Wolff, Gabriele: Ein dunkles Gefühl

Diana-Verlag, 2008, ISBN-13 978-3453351950
Haymon Verlag, 2006, ISBN 978-3-85218-498-2

Das Buch ist eigentlich kein Buch zu falschen Erinnerungen, jedenfalls nicht zu den typischen falschen Erinnerungen an sexuellen Missbrauch, um die sich False Memory Deutschland kümmert. Es ist ein Kriminalroman, und gehört in zweifacher Hinsicht zu den guten: Er ist in einem gepflegten, nicht reißerischen Stil geschrieben und die Probleme sind weitgehend realistisch (abgesehen von der Unwahrscheinlichkeit, dass zwei anfänglich vollkommen getrennte Fälle in einen zusammenlaufen). Zwar landet eine Menge von Fällen bei unseren Beratern, die recht genau dem Fall dieses Buchs entsprechen, doch wir leiten diese fast immer ohne allzu viel Beratung an sachkundige Stellen, vor allem an Rechtsanwälte weiter.
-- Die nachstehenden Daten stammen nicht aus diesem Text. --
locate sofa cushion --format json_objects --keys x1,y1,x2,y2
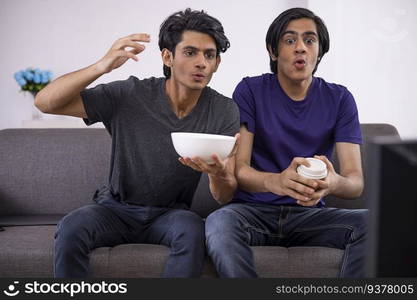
[
  {"x1": 0, "y1": 215, "x2": 64, "y2": 226},
  {"x1": 0, "y1": 226, "x2": 343, "y2": 278}
]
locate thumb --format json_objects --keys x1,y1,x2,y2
[{"x1": 314, "y1": 155, "x2": 334, "y2": 171}]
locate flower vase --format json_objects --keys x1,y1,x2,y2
[{"x1": 29, "y1": 91, "x2": 42, "y2": 121}]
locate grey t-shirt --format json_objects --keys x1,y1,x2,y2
[{"x1": 81, "y1": 76, "x2": 239, "y2": 208}]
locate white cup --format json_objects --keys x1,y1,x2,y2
[{"x1": 297, "y1": 157, "x2": 327, "y2": 179}]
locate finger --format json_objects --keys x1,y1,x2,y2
[
  {"x1": 314, "y1": 155, "x2": 334, "y2": 171},
  {"x1": 290, "y1": 157, "x2": 310, "y2": 170},
  {"x1": 127, "y1": 33, "x2": 151, "y2": 43},
  {"x1": 290, "y1": 172, "x2": 318, "y2": 189},
  {"x1": 192, "y1": 156, "x2": 211, "y2": 172},
  {"x1": 210, "y1": 154, "x2": 225, "y2": 170},
  {"x1": 285, "y1": 189, "x2": 311, "y2": 201},
  {"x1": 227, "y1": 133, "x2": 240, "y2": 157},
  {"x1": 113, "y1": 40, "x2": 146, "y2": 52},
  {"x1": 288, "y1": 180, "x2": 315, "y2": 197},
  {"x1": 183, "y1": 157, "x2": 201, "y2": 172},
  {"x1": 112, "y1": 50, "x2": 139, "y2": 61},
  {"x1": 297, "y1": 199, "x2": 320, "y2": 206},
  {"x1": 316, "y1": 180, "x2": 329, "y2": 189}
]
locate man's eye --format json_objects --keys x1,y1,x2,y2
[{"x1": 304, "y1": 38, "x2": 316, "y2": 45}]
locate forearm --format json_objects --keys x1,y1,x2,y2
[
  {"x1": 330, "y1": 173, "x2": 363, "y2": 199},
  {"x1": 236, "y1": 163, "x2": 277, "y2": 193},
  {"x1": 35, "y1": 64, "x2": 104, "y2": 113},
  {"x1": 208, "y1": 174, "x2": 237, "y2": 204}
]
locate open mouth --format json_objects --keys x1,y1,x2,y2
[
  {"x1": 294, "y1": 58, "x2": 306, "y2": 69},
  {"x1": 192, "y1": 73, "x2": 206, "y2": 81}
]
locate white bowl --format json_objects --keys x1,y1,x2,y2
[{"x1": 171, "y1": 132, "x2": 236, "y2": 164}]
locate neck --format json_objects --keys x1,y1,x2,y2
[
  {"x1": 165, "y1": 78, "x2": 202, "y2": 119},
  {"x1": 277, "y1": 73, "x2": 313, "y2": 101}
]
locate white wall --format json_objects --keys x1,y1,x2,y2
[
  {"x1": 308, "y1": 0, "x2": 417, "y2": 138},
  {"x1": 0, "y1": 0, "x2": 417, "y2": 137}
]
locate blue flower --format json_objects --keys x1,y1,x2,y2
[
  {"x1": 23, "y1": 70, "x2": 33, "y2": 81},
  {"x1": 41, "y1": 71, "x2": 49, "y2": 83},
  {"x1": 13, "y1": 71, "x2": 23, "y2": 81},
  {"x1": 17, "y1": 78, "x2": 27, "y2": 86},
  {"x1": 33, "y1": 73, "x2": 41, "y2": 83}
]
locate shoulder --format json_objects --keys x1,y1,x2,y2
[
  {"x1": 206, "y1": 87, "x2": 236, "y2": 110},
  {"x1": 236, "y1": 73, "x2": 276, "y2": 91},
  {"x1": 122, "y1": 76, "x2": 165, "y2": 91},
  {"x1": 314, "y1": 77, "x2": 352, "y2": 100}
]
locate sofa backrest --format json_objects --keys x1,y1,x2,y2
[
  {"x1": 0, "y1": 128, "x2": 111, "y2": 216},
  {"x1": 0, "y1": 124, "x2": 398, "y2": 217}
]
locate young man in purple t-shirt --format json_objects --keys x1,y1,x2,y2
[{"x1": 206, "y1": 8, "x2": 367, "y2": 277}]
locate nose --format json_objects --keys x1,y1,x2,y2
[
  {"x1": 195, "y1": 53, "x2": 207, "y2": 69},
  {"x1": 295, "y1": 39, "x2": 306, "y2": 54}
]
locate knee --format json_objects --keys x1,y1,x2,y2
[
  {"x1": 352, "y1": 209, "x2": 369, "y2": 238},
  {"x1": 55, "y1": 206, "x2": 97, "y2": 244},
  {"x1": 205, "y1": 208, "x2": 243, "y2": 245},
  {"x1": 172, "y1": 211, "x2": 205, "y2": 244}
]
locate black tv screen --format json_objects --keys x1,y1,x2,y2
[{"x1": 365, "y1": 137, "x2": 417, "y2": 277}]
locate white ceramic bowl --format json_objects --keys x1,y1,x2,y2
[{"x1": 171, "y1": 132, "x2": 236, "y2": 164}]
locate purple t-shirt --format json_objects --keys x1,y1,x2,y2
[{"x1": 233, "y1": 74, "x2": 362, "y2": 206}]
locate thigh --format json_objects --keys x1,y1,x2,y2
[
  {"x1": 144, "y1": 209, "x2": 204, "y2": 247},
  {"x1": 56, "y1": 204, "x2": 141, "y2": 249},
  {"x1": 283, "y1": 207, "x2": 368, "y2": 249},
  {"x1": 206, "y1": 203, "x2": 281, "y2": 246}
]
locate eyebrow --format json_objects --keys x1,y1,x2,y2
[
  {"x1": 282, "y1": 30, "x2": 317, "y2": 36},
  {"x1": 182, "y1": 46, "x2": 216, "y2": 52}
]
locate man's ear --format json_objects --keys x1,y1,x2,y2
[
  {"x1": 213, "y1": 55, "x2": 222, "y2": 73},
  {"x1": 268, "y1": 45, "x2": 278, "y2": 61},
  {"x1": 161, "y1": 48, "x2": 173, "y2": 68}
]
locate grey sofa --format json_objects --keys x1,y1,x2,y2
[{"x1": 0, "y1": 124, "x2": 398, "y2": 277}]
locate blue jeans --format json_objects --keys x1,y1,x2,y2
[
  {"x1": 206, "y1": 203, "x2": 368, "y2": 278},
  {"x1": 54, "y1": 189, "x2": 205, "y2": 278}
]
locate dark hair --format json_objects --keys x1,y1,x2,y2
[
  {"x1": 266, "y1": 7, "x2": 330, "y2": 74},
  {"x1": 159, "y1": 8, "x2": 230, "y2": 78}
]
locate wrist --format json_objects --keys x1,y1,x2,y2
[
  {"x1": 89, "y1": 60, "x2": 110, "y2": 77},
  {"x1": 328, "y1": 173, "x2": 342, "y2": 195},
  {"x1": 263, "y1": 173, "x2": 280, "y2": 192}
]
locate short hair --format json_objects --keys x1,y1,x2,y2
[
  {"x1": 266, "y1": 7, "x2": 330, "y2": 74},
  {"x1": 159, "y1": 8, "x2": 230, "y2": 79}
]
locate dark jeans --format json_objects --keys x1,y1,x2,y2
[
  {"x1": 206, "y1": 203, "x2": 368, "y2": 278},
  {"x1": 54, "y1": 193, "x2": 205, "y2": 277}
]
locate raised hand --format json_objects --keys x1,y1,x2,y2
[{"x1": 96, "y1": 33, "x2": 150, "y2": 73}]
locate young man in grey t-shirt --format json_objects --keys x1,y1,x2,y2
[{"x1": 35, "y1": 9, "x2": 239, "y2": 277}]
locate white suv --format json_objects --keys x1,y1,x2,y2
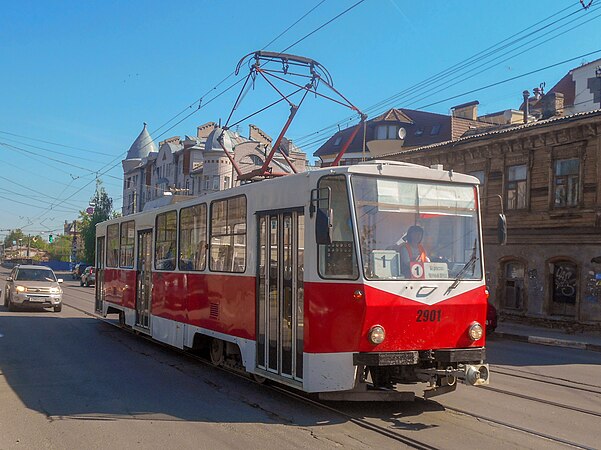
[{"x1": 4, "y1": 265, "x2": 63, "y2": 312}]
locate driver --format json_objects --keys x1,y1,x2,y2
[{"x1": 400, "y1": 225, "x2": 430, "y2": 278}]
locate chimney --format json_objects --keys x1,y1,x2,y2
[
  {"x1": 248, "y1": 124, "x2": 271, "y2": 145},
  {"x1": 522, "y1": 91, "x2": 530, "y2": 123},
  {"x1": 451, "y1": 100, "x2": 480, "y2": 120},
  {"x1": 542, "y1": 92, "x2": 563, "y2": 119}
]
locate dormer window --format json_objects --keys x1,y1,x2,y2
[{"x1": 376, "y1": 125, "x2": 398, "y2": 140}]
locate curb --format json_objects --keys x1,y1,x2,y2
[{"x1": 495, "y1": 331, "x2": 601, "y2": 352}]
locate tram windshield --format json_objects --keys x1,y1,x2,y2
[{"x1": 351, "y1": 175, "x2": 482, "y2": 280}]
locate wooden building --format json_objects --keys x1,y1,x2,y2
[{"x1": 385, "y1": 108, "x2": 601, "y2": 324}]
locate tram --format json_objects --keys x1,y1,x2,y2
[{"x1": 96, "y1": 161, "x2": 488, "y2": 400}]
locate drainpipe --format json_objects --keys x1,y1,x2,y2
[{"x1": 522, "y1": 91, "x2": 530, "y2": 123}]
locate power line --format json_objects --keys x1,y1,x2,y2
[
  {"x1": 300, "y1": 49, "x2": 601, "y2": 154},
  {"x1": 37, "y1": 0, "x2": 365, "y2": 221},
  {"x1": 294, "y1": 4, "x2": 592, "y2": 145},
  {"x1": 0, "y1": 130, "x2": 113, "y2": 156}
]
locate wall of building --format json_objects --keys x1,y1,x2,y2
[{"x1": 390, "y1": 112, "x2": 601, "y2": 322}]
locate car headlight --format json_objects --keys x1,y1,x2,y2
[
  {"x1": 367, "y1": 325, "x2": 386, "y2": 345},
  {"x1": 467, "y1": 322, "x2": 484, "y2": 341}
]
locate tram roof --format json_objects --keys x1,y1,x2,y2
[{"x1": 97, "y1": 160, "x2": 479, "y2": 226}]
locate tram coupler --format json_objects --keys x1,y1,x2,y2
[{"x1": 419, "y1": 364, "x2": 490, "y2": 388}]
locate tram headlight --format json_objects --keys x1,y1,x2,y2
[
  {"x1": 367, "y1": 325, "x2": 386, "y2": 345},
  {"x1": 467, "y1": 322, "x2": 484, "y2": 341}
]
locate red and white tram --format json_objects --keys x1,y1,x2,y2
[{"x1": 96, "y1": 161, "x2": 488, "y2": 399}]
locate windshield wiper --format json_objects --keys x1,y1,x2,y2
[{"x1": 444, "y1": 241, "x2": 479, "y2": 295}]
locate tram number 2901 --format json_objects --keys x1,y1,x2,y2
[{"x1": 415, "y1": 309, "x2": 442, "y2": 322}]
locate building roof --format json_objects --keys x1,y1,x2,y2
[
  {"x1": 384, "y1": 109, "x2": 601, "y2": 157},
  {"x1": 126, "y1": 122, "x2": 157, "y2": 159},
  {"x1": 313, "y1": 108, "x2": 489, "y2": 157}
]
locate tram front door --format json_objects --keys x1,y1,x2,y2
[
  {"x1": 257, "y1": 210, "x2": 305, "y2": 381},
  {"x1": 94, "y1": 237, "x2": 104, "y2": 313},
  {"x1": 136, "y1": 230, "x2": 152, "y2": 329}
]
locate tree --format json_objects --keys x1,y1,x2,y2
[
  {"x1": 79, "y1": 180, "x2": 114, "y2": 264},
  {"x1": 48, "y1": 235, "x2": 72, "y2": 262}
]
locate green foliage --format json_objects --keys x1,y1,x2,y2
[
  {"x1": 48, "y1": 235, "x2": 73, "y2": 261},
  {"x1": 4, "y1": 229, "x2": 49, "y2": 258},
  {"x1": 78, "y1": 182, "x2": 114, "y2": 264}
]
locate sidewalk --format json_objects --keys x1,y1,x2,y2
[{"x1": 493, "y1": 321, "x2": 601, "y2": 352}]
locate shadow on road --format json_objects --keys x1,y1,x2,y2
[{"x1": 0, "y1": 307, "x2": 442, "y2": 430}]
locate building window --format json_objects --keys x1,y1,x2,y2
[
  {"x1": 502, "y1": 261, "x2": 525, "y2": 311},
  {"x1": 554, "y1": 158, "x2": 580, "y2": 208},
  {"x1": 210, "y1": 197, "x2": 246, "y2": 272},
  {"x1": 119, "y1": 220, "x2": 135, "y2": 269},
  {"x1": 376, "y1": 125, "x2": 397, "y2": 140},
  {"x1": 179, "y1": 204, "x2": 207, "y2": 270},
  {"x1": 469, "y1": 170, "x2": 484, "y2": 186},
  {"x1": 549, "y1": 260, "x2": 578, "y2": 317},
  {"x1": 505, "y1": 164, "x2": 528, "y2": 209},
  {"x1": 154, "y1": 211, "x2": 177, "y2": 270}
]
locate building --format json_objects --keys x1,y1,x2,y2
[
  {"x1": 531, "y1": 59, "x2": 601, "y2": 115},
  {"x1": 313, "y1": 102, "x2": 493, "y2": 167},
  {"x1": 386, "y1": 103, "x2": 601, "y2": 324},
  {"x1": 122, "y1": 122, "x2": 307, "y2": 215}
]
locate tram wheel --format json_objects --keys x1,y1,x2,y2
[{"x1": 209, "y1": 338, "x2": 225, "y2": 366}]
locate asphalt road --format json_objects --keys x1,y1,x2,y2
[{"x1": 0, "y1": 270, "x2": 601, "y2": 449}]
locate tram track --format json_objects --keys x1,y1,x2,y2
[
  {"x1": 58, "y1": 298, "x2": 601, "y2": 450},
  {"x1": 58, "y1": 300, "x2": 438, "y2": 450},
  {"x1": 490, "y1": 364, "x2": 601, "y2": 394},
  {"x1": 478, "y1": 386, "x2": 601, "y2": 417}
]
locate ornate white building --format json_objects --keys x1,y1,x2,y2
[{"x1": 122, "y1": 122, "x2": 307, "y2": 215}]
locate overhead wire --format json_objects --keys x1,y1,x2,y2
[
  {"x1": 294, "y1": 4, "x2": 596, "y2": 145},
  {"x1": 38, "y1": 0, "x2": 365, "y2": 221},
  {"x1": 21, "y1": 0, "x2": 338, "y2": 225},
  {"x1": 304, "y1": 48, "x2": 601, "y2": 153}
]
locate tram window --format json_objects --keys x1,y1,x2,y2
[
  {"x1": 106, "y1": 223, "x2": 119, "y2": 267},
  {"x1": 179, "y1": 203, "x2": 207, "y2": 270},
  {"x1": 154, "y1": 211, "x2": 177, "y2": 270},
  {"x1": 318, "y1": 176, "x2": 359, "y2": 280},
  {"x1": 119, "y1": 220, "x2": 135, "y2": 268},
  {"x1": 209, "y1": 196, "x2": 246, "y2": 272}
]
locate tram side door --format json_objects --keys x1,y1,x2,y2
[
  {"x1": 94, "y1": 236, "x2": 104, "y2": 313},
  {"x1": 257, "y1": 210, "x2": 305, "y2": 381},
  {"x1": 136, "y1": 230, "x2": 152, "y2": 329}
]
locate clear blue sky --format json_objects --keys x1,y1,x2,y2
[{"x1": 0, "y1": 0, "x2": 601, "y2": 237}]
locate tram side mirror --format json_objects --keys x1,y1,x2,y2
[
  {"x1": 315, "y1": 208, "x2": 332, "y2": 245},
  {"x1": 497, "y1": 214, "x2": 507, "y2": 245}
]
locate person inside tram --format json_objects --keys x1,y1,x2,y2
[{"x1": 400, "y1": 225, "x2": 430, "y2": 278}]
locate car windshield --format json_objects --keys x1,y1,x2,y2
[
  {"x1": 352, "y1": 175, "x2": 482, "y2": 280},
  {"x1": 16, "y1": 269, "x2": 56, "y2": 281}
]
Dass wir trotzdem dieses Buch auch im Zusammenhang dieser Website für lesenswert halten, liegt daran, dass eine sehr sachkundige Autorin hier viele typische Probleme von Sexualdelikten schildert, die sich in gleicher Weise den polizeilichen Ermittlern, den Staats- und Rechtsanwälten und Richtern auch bei falschen Erinnerungen an sexuellen Missbrauch stellen. Da sind Überlegungen zur Glaubhaftigkeit von Opferzeugen, Voreingenommenheit auf allen Ebenen, Erfolgsdruck und Einfluss der Medien in der Strafverfolgung und bei Richtern, Probleme mit Akteneinsicht bei Nebenklägern, Parteinahme von Opferschutzorganisationen, Schwierigkeiten bei Jugendlichen mit Borderline-Symptomen, bei denen Motive schwer erkennbar sind und rasch wechseln, alles Dinge, mit denen die Berater von False Memory Deutschland ständig konfrontiert sind.

Es ist kein Wunder, dass das Buch Sachkunde verrät: Die Autorin ist nämlich von Beruf Staatsanwältin. Das Magazin Der Spiegel hat ein Interview mit ihr geführt, das ebenfalls sehr interessant und aufschlussreich ist, und das hier aufgerufen werden kann.

Kleiner Nachsatz: Einen Einfall der Autorin, der wohl dazu dient, dem Buch literarischen Anspruch zu geben, fand ich als Rezensent (obwohl ich mich nicht zu den literarischen Vollbanausen zähle) allerdings als störend. Das sind ständige Rückgriffe auf eine (übrigens sehr schöne) Novelle von ETA Hoffmann. Diese „kulturell anspruchsvolle“ Ablenkung stört die Einheitlichkeit des Kriminalromans.